I like my regular doctor. He's a nice guy and when I go for chekups we usually have a few laughs. But he's in a big practice (good in that there's always somebody covering), so it's pretty much go in and take care of business. He's always done right by me, though, and I have no complaints.
We're heading off for South Africa soon and I was looking on the CDC website and noticed that they strongly recommend some vaccinations for people going there. Terry called the county and they recommended a travel medicine clinic about two miles from the house.
There, they simply advised us to come in for a chat, to discuss our itinerary and our needs. We went today and were seen together by Yvonne, a nurse-practitioner of about our age, who is one of the nicest people I've encountered in a long time. Not only did she advise us on what shots would be wise, but she went over our individual situations carefully and discussed many things. She gave us page after page of printed advice on everything from insect repellents to water recommendations (drink bottled water no matter what they tell you), along with many other practical tips from passport copies to making it a point to wear those little paper shoes at the airport when they make you take your shoes off. She said there has been a rash (sorry) of foot fungus problems traced to airports.

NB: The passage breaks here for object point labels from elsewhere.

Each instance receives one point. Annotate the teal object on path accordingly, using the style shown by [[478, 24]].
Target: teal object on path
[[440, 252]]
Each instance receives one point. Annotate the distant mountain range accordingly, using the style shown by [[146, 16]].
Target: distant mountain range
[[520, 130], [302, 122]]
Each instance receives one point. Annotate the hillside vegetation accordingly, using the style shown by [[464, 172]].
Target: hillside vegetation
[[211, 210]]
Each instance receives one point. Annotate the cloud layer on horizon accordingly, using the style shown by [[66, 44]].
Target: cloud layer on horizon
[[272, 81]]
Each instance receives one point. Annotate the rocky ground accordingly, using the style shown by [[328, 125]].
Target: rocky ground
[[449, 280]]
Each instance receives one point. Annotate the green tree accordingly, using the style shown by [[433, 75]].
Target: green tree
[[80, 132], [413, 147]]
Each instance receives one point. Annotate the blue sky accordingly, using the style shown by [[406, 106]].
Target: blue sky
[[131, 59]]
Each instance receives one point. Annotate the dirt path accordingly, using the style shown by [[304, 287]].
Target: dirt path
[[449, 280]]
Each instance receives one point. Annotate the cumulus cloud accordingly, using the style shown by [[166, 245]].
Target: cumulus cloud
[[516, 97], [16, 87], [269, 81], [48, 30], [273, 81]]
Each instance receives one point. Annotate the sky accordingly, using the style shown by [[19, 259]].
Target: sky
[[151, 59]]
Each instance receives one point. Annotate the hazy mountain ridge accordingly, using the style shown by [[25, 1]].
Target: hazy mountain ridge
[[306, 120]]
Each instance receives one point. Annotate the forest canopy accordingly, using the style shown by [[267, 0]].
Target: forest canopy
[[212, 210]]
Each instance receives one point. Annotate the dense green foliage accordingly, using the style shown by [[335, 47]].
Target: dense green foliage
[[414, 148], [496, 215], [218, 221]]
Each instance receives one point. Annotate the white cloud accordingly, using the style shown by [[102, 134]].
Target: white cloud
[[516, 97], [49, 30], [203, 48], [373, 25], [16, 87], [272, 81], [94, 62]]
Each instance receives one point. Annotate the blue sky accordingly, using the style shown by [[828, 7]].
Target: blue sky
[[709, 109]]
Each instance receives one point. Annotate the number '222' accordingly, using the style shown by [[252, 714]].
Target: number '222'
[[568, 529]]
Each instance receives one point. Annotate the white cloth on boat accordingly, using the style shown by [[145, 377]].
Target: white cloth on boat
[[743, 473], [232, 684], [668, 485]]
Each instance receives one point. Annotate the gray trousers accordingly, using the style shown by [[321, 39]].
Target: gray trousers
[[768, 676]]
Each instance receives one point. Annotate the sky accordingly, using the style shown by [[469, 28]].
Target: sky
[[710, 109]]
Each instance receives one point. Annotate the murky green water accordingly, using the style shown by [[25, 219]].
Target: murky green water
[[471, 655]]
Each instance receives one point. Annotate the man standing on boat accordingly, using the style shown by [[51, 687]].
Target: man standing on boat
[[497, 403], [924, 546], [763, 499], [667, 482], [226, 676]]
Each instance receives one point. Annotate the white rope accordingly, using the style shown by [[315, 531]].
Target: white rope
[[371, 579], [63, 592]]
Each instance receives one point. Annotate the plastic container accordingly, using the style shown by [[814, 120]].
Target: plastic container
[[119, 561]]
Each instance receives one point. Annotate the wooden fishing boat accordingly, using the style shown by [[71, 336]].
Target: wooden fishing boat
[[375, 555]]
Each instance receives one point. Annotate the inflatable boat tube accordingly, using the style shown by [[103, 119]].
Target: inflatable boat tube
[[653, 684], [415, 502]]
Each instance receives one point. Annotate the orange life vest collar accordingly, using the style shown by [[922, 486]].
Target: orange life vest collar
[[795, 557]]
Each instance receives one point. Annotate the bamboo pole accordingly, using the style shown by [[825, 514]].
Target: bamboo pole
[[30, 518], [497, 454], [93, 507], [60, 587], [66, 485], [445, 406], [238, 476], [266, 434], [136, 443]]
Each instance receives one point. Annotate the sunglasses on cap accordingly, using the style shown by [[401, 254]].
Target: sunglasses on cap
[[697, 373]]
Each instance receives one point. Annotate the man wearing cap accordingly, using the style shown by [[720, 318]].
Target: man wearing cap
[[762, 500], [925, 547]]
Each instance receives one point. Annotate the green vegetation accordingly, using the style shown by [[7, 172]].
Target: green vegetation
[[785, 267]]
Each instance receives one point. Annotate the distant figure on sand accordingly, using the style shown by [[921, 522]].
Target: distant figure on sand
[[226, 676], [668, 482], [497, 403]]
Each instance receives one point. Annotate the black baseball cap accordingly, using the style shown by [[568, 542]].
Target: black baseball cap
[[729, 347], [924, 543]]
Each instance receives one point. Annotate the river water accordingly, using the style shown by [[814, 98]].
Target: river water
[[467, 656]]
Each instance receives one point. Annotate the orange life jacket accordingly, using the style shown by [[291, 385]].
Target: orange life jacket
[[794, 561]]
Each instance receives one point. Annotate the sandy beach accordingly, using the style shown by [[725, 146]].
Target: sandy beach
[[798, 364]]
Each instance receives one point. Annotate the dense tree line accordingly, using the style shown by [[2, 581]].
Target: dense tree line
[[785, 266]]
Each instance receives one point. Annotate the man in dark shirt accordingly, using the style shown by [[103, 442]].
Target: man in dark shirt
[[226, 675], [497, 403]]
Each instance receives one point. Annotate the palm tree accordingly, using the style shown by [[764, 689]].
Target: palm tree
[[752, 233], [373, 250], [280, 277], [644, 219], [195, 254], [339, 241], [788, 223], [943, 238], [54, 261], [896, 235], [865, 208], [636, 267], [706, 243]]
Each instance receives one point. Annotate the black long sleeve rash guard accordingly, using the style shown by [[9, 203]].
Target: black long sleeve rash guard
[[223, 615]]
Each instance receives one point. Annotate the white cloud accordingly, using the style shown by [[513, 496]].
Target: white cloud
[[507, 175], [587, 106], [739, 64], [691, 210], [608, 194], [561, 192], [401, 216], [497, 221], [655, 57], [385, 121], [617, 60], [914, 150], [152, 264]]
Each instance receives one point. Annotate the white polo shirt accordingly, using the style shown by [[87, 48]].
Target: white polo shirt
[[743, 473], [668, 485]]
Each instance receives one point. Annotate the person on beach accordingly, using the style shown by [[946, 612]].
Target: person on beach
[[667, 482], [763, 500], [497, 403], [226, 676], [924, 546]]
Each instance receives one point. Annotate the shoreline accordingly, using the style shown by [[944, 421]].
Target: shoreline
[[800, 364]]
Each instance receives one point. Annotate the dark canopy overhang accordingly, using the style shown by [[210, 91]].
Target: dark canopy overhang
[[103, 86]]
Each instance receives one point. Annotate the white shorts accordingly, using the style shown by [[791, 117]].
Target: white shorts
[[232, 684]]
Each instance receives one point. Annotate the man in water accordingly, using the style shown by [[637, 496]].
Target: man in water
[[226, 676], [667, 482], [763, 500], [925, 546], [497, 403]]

Yvonne and her husband are widely traveled as well, and she's made a number of trips to where we're going. So one one of the sheets (I think it was the one about insect repellents), she wrote several South African wine recommendations. That's my kind of nurse-practitioner.
It so happened there was nobody else in the waiting room, and what probably should have been a 10 minute appointment turned into an hour, because we were having such a nice time.
Finally, it was time to roll up our sleeves, get the shots, and head out. One of the vaccines we took was for hepatitis, and it made me think of our old friend Pam Kane. If only she'd met Yvonne. . .
Medical care in this country is not parcelled out fairly or equally, as we all know. We were fortunate today to see the profession at its caring, friendliest best.